Salman Khan v. Parody Studios Pvt Ltd and Ors
The Additional Session Judge KM Jaiswal has granted a temporary injunction restraining Parody Studios Pvt. Ltd from disseminating, launching, re-launching and recreating the game or any other content relating to the actor also restrained the defendant from making any derogatory comments against Salman Khan by making the game available.
Further, they have been directed to immediately take down or block or disable access to the game from Google Play Store and all other platforms.
The court noted that the make of the game, the images and the mechanical features have been given “impressionistic resemblance” to Salman Khan.
The court observed that Khan had not consented to install, prepare or run the game and hence he was deprived of his right to privacy and his image was tarnished.
Salman Khan had moved a Bombay Civil Court against one Parody Studios Pvt Ltd and its Directors, Google LLC and Google India Pvt Ltd, seeking various injunctive and other reliefs concerning the game titled “Selmon Bhoi” available on Google Play Store.
Salman Khan stated in his plea that the title of the game “Selmon Bhoi” sounded phonetically similar to what he was popularly called by his fans “Salman Bhai”. It was further submitted that the images displayed in the game appears to be a caricature version of him and recreate the alleged events of the Hit and Run case and Blackbuck case involving him, which are sub-judice before courts.
The plea alleged that the defendants intentionally gained the commercial advantage by exploiting the personality rights of Salman Khan without seeking his consent.
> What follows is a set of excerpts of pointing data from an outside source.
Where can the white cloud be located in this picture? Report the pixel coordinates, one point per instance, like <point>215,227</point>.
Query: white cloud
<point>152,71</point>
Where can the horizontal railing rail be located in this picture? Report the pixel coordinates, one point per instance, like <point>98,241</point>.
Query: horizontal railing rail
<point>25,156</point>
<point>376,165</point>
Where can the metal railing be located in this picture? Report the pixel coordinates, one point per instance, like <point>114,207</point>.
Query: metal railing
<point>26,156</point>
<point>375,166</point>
Such use has tarnished his reputation and goodwill by displaying factually incorrect and misleading information, which remains outside the purview of Article 19 of the Constitution of India. He also submitted that his right to privacy and to reputation under Article 21 of the Constitution of India was violated.
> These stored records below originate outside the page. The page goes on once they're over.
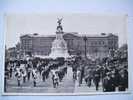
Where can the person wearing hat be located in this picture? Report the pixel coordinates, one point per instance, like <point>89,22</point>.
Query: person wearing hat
<point>107,86</point>
<point>123,81</point>
<point>96,78</point>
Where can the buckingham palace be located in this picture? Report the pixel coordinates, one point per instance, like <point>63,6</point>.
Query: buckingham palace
<point>97,45</point>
The Court observed that a prima facie case for ad-interim relief was made out as the defendants had used Salman Khan’s identity for their commercial gain.
“Till the defendants file the reply and as the prima facie case is made out by the plaintiff, the balance of convenience also lies in his favour and if no ad-interim reliefs are granted the plaintiff will suffer irreparable loss which cannot be compensated in terms of money.” the court said.